3. Kapitel

Er wirkte schmal, empfindlich, zerbrechlich. Ewing hatte das Gefühl, daß ein kräftiger Windstoß ihn umwerfen würde. Er maß nicht mehr als anderthalb Meter, blaß, mit wächserner Haut, großen olivfarbenen Augen und dünnen Lippen. Sein Schädel war nackt und glänzte schwach. In regelmäßigen Abständen waren edelsteinbesetzte Ringe auf chirurgischem Wege an seiner Haut befestigt; sie tanzten, wenn er sich bewegte.

„Ich hoffe, ich störe Sie nicht“, flüsterte er zögernd.

„Nein. Keineswegs. Wollen Sie nicht Platz nehmen?“

„Ich würde es vorziehen, zu stehen“, entgegnete der Irdische. „Es entspricht unserer Gewohnheit.“

Der Irdische lächelte schüchtern. „Ich bin Gelehrter Myreck“, begann er endlich. „Und Sie sind Baird Ewing — von der Kolonialwelt Corwin.“

„Das stimmt.“

„Ich hatte das große Glück, Sie heute im Zentralgebäude des Raumhafens kennenzulernen. Anscheinend rief ich einen schlechten Eindruck hervor — den der Leichtfertigkeit vielleicht, oder gar den der Verantwortungslosigkeit. Dafür möchte ich Sie um Verzeihung bitten, Kolonist Ewing.

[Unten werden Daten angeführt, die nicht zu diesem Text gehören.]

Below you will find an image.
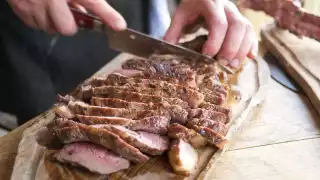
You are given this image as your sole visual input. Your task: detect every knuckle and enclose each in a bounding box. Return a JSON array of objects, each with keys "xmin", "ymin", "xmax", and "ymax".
[
  {"xmin": 221, "ymin": 47, "xmax": 237, "ymax": 60},
  {"xmin": 229, "ymin": 17, "xmax": 247, "ymax": 29},
  {"xmin": 215, "ymin": 18, "xmax": 229, "ymax": 29}
]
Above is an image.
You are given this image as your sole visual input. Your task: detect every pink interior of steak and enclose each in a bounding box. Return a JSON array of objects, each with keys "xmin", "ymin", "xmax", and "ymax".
[{"xmin": 54, "ymin": 142, "xmax": 130, "ymax": 174}]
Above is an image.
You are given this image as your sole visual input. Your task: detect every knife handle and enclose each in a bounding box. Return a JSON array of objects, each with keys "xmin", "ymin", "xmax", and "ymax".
[{"xmin": 70, "ymin": 7, "xmax": 103, "ymax": 30}]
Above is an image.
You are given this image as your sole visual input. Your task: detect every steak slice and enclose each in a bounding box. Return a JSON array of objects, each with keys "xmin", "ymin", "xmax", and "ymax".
[
  {"xmin": 186, "ymin": 118, "xmax": 228, "ymax": 136},
  {"xmin": 90, "ymin": 72, "xmax": 187, "ymax": 87},
  {"xmin": 189, "ymin": 108, "xmax": 229, "ymax": 124},
  {"xmin": 77, "ymin": 115, "xmax": 170, "ymax": 135},
  {"xmin": 103, "ymin": 73, "xmax": 194, "ymax": 89},
  {"xmin": 200, "ymin": 103, "xmax": 232, "ymax": 119},
  {"xmin": 91, "ymin": 97, "xmax": 188, "ymax": 124},
  {"xmin": 93, "ymin": 83, "xmax": 204, "ymax": 108},
  {"xmin": 54, "ymin": 124, "xmax": 149, "ymax": 163},
  {"xmin": 122, "ymin": 55, "xmax": 196, "ymax": 87},
  {"xmin": 104, "ymin": 125, "xmax": 169, "ymax": 156},
  {"xmin": 53, "ymin": 142, "xmax": 130, "ymax": 174},
  {"xmin": 80, "ymin": 87, "xmax": 189, "ymax": 108},
  {"xmin": 192, "ymin": 126, "xmax": 227, "ymax": 149},
  {"xmin": 168, "ymin": 123, "xmax": 207, "ymax": 148},
  {"xmin": 168, "ymin": 139, "xmax": 198, "ymax": 176},
  {"xmin": 127, "ymin": 116, "xmax": 170, "ymax": 135},
  {"xmin": 68, "ymin": 101, "xmax": 170, "ymax": 119},
  {"xmin": 199, "ymin": 76, "xmax": 228, "ymax": 96},
  {"xmin": 77, "ymin": 114, "xmax": 133, "ymax": 126},
  {"xmin": 52, "ymin": 118, "xmax": 81, "ymax": 129}
]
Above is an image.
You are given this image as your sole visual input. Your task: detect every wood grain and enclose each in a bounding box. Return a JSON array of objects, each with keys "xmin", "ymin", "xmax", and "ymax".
[{"xmin": 261, "ymin": 23, "xmax": 320, "ymax": 114}]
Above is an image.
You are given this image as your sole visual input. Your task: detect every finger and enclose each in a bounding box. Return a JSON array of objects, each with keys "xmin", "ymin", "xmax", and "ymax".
[
  {"xmin": 77, "ymin": 0, "xmax": 127, "ymax": 31},
  {"xmin": 218, "ymin": 2, "xmax": 246, "ymax": 63},
  {"xmin": 48, "ymin": 0, "xmax": 77, "ymax": 35},
  {"xmin": 69, "ymin": 2, "xmax": 87, "ymax": 13},
  {"xmin": 33, "ymin": 6, "xmax": 49, "ymax": 31},
  {"xmin": 248, "ymin": 38, "xmax": 259, "ymax": 59},
  {"xmin": 230, "ymin": 21, "xmax": 255, "ymax": 65},
  {"xmin": 202, "ymin": 0, "xmax": 228, "ymax": 56},
  {"xmin": 12, "ymin": 7, "xmax": 38, "ymax": 29},
  {"xmin": 163, "ymin": 6, "xmax": 187, "ymax": 44}
]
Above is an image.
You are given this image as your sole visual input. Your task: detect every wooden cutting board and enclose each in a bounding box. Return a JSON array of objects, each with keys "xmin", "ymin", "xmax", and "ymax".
[
  {"xmin": 261, "ymin": 23, "xmax": 320, "ymax": 114},
  {"xmin": 11, "ymin": 54, "xmax": 270, "ymax": 180}
]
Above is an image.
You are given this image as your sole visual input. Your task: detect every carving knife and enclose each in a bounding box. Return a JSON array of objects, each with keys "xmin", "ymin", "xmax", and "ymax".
[
  {"xmin": 263, "ymin": 52, "xmax": 303, "ymax": 94},
  {"xmin": 70, "ymin": 8, "xmax": 235, "ymax": 74}
]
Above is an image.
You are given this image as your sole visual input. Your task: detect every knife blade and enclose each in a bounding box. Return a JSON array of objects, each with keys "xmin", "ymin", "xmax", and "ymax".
[
  {"xmin": 263, "ymin": 52, "xmax": 303, "ymax": 94},
  {"xmin": 70, "ymin": 8, "xmax": 235, "ymax": 74}
]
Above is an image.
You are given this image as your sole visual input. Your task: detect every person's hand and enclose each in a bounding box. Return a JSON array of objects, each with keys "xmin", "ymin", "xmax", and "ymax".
[
  {"xmin": 164, "ymin": 0, "xmax": 258, "ymax": 68},
  {"xmin": 8, "ymin": 0, "xmax": 126, "ymax": 35}
]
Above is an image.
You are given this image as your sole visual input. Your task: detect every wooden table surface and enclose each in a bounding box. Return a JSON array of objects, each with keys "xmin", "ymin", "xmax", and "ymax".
[{"xmin": 0, "ymin": 6, "xmax": 320, "ymax": 180}]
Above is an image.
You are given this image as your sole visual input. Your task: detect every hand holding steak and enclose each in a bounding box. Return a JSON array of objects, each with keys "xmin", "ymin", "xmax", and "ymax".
[{"xmin": 164, "ymin": 0, "xmax": 258, "ymax": 68}]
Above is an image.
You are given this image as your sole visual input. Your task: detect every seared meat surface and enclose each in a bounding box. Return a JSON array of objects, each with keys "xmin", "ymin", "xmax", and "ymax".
[
  {"xmin": 48, "ymin": 36, "xmax": 236, "ymax": 176},
  {"xmin": 168, "ymin": 139, "xmax": 198, "ymax": 176}
]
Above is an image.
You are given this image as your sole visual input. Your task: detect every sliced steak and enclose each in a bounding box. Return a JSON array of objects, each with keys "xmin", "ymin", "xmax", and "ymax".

Ich würde schon dort Gelegenheit dazu gehabt haben, hätte nicht dieser sirische Affe so schnell Ihre Aufmerksamkeit auf sich gelenkt.“

„Im Gegenteil, Gelehrter Myreck, Ihre Entschuldigung ist unnötig. Ich beurteile keinen Menschen auf den ersten Blick — besonders nicht auf einer Welt, deren Bräuche und Lebensweise mir fremd sind.“

„Eine vortreffliche Anschauung.“ Trauer überflog für einen Augenblick Myrecks sanfte Züge. „Aber Sie wirken angespannt, Kolonist Ewing. Würden Sie mir das Privileg gewähren, Sie zu lockern?“

„Mich zu lockern?“

„Geringe neurale Adjustierungen, eine Technik, die wir hier mit einigem Geschick praktizieren. Darf ich?“

Zweifelnd erkundigte sich Ewing: „Aber was ist dazu erforderlich?“

„Ein momentaner physischer Kontakt, nicht mehr.“ Myreck lächelte flehentlich. „Es schmerzt mich, einen Menschen so angespannt zu sehen. Es verursacht mir tatsächliche physische Pein.“

„Sie haben meine Neugier erregt“, meinte Ewing. „Lockern Sie mich.“

Myreck glitt vorwärts und legte seine Hände sacht um Ewings Nacken.

Seine dünnen Finger gruben sich plötzlich ein und preßten scharf gegen Ewings Schädelbasis. Ewing empfand einen abrupten Lichtblitz und ein zuckendes Zerreißen seiner Sinneswahrnehmungen. Dann fühlte er, wie die Spannung von ihm wich. Seine Muskeln gaben so plötzlich nach, daß er glaubte, Schultern und Rücken wären ihm entfernt worden. Die chronische Steifheit seines Nackens löste sich. Die Anspannung, die ein Jahr der Stasis in ihm verursacht hatte, wich plötzlich.

„Das ist wahrhaftig ein Kunstgriff“, brachte er schließlich hervor..

„Wir beeinflussen den Gangliennexus an dem Punkt, an dem Gehirn und Rückenmark ineinander übergehen. In den Händen des Unkundigen kann die Behandlung tödlich sein.“ Myreck lächelte.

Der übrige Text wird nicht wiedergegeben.